In July of 2007, Congressman Paul spoke at a New Hampshire meet and greet during the Presidential race. He was asked about gay marriage and spoke about marriage licenses from the state and his belief that the federal government has no role. (comments start at 6:10)

 

Presidential Debate

During a 2008 Presidential Debate, Congressman Paul was asked about gay marriage. He is asked about gay marriage and discusses his view that government should be out of marriage. He is also asked about his support for the Defense of Marriage Act and notes that it defends the states's abilitites to determine marriage.

 

South Carolina Debate

In May of 2011, Congressman Paul participated in the Republican debate in South Carolina. He spoke about his desire to end the war inAfghanistan.

 

New Hampshire Debate

In June of 2011, Congressman Paul participated in the Presidential debate in New Hampshire.

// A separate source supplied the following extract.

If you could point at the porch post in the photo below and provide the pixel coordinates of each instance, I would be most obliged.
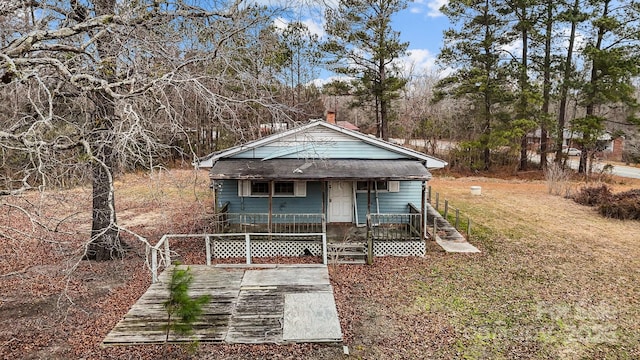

He was asked about gay marriage, a constitutional amendment, and don't ask, don't tell.

 

Iowa Debate

In August of 2011, Congressman Paul participated in the Presidential debate in Ames, Iowa. He was asked about gay marriage and stated that the government should not be involved in marriage, and that no one should be allowed to force their view on marriage onto anyone else.

Voting Record

Don't Ask, Don't Tell

In 2010, the House voted to overturn the policy of don't ask, don't tell. Ron Paul voted in favor of repealing Don't Ask, Don't Tell.

Ron Paul voted in favor of repealing Don't Ask, Don't Tell.

Constitutional Amendment

In 2006 and 2004, the House voted on adding a constitutional amendment to establish that marriage shall consist of one man and one woman. It sought to ensure that no measure enacted in one state could be enforced in another state. The measures failed in both 2006 and 2004 with the support of most Republicans and the opposition of most Democrats. Ron Paul voted against the 2006 constitutional amendment attempt.

Ron Paul voted against the 2006 constitutional amendment attempt.

Constitutional Amendment

In 2006 and 2004, the House voted on adding a constitutional amendment to establish that marriage shall consist of one man and one woman. It sought to ensure that no measure enacted in one state could be enforced in another state. The measures failed in both 2006 and 2004 with the support of most Republicans and the opposition of most Democrats. Ron Paul voted against the 2004 constitutional amendment attempt.

Ron Paul voted against the 2004 constitutional amendment attempt.

Marriage Protection Act of 2004

The Marriage Protection Act of 2004 sought to ensure that no State shall be required to give effect to any marriage between persons of the same sex under the laws of any other State. Although the bill passed the house in roll call 410, it was not voted on in the US Senate. Ron Paul cast a "No Vote"

 

Sponsored and Cosponsored Legislation

Session-111; Bill Number-H R 1269; Marriage Protection Act of 2009 - Cosponsor

Amends the federal judicial code to deny federal courts jurisdiction to hear or decide any question pertaining to the interpretation of, or the validity under the Constitution, of the provision of the Defense of Marriage Act declaring that no state shall be required to give effect to any marriage between persons of the same sex under the laws of any other state.

Session-110; Bill Number-H R 724; Marriage Protection Act of 2007 - Cosponsor

To amend title 28, United States Code, to limit Federal court jurisdiction over questions under the Defense of Marriage Act.